But an expert on California open records law said that the issue shouldn’t be discussed behind closed doors, based on the limited information Nakamura gave about the meeting. The meeting agenda has yet to be released.
Terry Francke, general counsel for the open government advocates Californians Aware, said that it the school board’s plan to discuss Acle behind closed doors “doesn’t sound like it fits any of the lawful closed sessions listed in the Brown Act,” which sets forth rules for public meetings.
“There’s no litigation involving the school district as a party that is either ongoing or threatened,” he said. If Acle faces litigation, “that’s a personal liability, not one of the district.”

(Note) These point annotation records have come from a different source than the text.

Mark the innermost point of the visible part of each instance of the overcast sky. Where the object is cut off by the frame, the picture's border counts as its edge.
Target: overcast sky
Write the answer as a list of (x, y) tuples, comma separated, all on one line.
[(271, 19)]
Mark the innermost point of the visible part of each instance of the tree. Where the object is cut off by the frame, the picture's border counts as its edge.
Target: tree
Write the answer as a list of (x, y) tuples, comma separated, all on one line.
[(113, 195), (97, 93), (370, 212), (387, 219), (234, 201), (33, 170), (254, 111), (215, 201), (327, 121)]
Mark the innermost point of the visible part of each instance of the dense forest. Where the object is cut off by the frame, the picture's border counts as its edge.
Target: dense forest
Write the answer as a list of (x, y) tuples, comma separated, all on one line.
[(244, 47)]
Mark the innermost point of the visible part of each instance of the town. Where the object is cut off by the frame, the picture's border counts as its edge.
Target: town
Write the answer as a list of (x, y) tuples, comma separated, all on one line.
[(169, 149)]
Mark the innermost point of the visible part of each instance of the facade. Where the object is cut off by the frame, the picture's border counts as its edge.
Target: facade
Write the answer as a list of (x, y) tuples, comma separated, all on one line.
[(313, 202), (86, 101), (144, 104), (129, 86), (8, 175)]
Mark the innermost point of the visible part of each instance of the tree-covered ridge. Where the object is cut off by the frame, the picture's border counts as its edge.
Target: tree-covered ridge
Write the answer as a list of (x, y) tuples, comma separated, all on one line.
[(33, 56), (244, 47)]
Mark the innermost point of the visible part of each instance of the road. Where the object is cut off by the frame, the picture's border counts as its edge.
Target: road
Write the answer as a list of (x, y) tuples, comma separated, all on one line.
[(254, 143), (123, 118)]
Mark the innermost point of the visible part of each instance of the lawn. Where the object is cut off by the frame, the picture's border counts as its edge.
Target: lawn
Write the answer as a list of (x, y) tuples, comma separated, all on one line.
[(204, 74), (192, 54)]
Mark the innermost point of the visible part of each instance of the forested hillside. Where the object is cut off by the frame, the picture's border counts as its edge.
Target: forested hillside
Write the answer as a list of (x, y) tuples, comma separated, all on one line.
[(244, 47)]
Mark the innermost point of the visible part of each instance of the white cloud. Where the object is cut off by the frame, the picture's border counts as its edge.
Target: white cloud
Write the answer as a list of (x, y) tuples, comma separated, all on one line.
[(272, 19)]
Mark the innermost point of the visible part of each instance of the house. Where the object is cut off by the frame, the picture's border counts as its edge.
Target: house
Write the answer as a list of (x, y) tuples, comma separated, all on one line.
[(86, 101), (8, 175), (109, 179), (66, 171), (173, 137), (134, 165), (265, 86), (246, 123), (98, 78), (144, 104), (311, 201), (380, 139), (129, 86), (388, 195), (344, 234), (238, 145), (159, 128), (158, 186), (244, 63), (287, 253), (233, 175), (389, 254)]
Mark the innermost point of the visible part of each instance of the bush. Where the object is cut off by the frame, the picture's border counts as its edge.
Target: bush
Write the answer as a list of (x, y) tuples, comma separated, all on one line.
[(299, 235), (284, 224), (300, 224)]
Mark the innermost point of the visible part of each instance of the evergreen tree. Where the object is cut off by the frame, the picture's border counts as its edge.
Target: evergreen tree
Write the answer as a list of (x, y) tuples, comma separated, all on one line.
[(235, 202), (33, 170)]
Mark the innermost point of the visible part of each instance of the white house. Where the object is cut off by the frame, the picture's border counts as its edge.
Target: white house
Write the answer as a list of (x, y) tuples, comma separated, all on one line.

And Acle’s future isn’t a personnel matter, he said.
“The Brown Act expressly and emphatically states that an elected official or a member of a legislative body is not a public employee for purposes of closed personnel sessions,” Francke said. “There aren’t that many closed session authorizations. We’re not talking about collective bargaining or employee compensation. We’re not talking about real property negotiations. And that pretty well exhausts the bases for going into closed session.”
Nakamura said she couldn’t comment on why the meeting was closed, but said the board had conferred with its legal counsel, Jose Gonzales, before deciding to hold a closed meeting. Gonzales was on vacation and unavailable for comment today.
But school district staffers looking at a tentative version of the meeting agenda said a Government Code section that allows closed meetings when an agency is deciding whether to initiate litigation would apply. What lawsuit they might file isn’t clear.
Acle’s ethics violations stem from an unsuccessful City Council run, not his campaign for school board.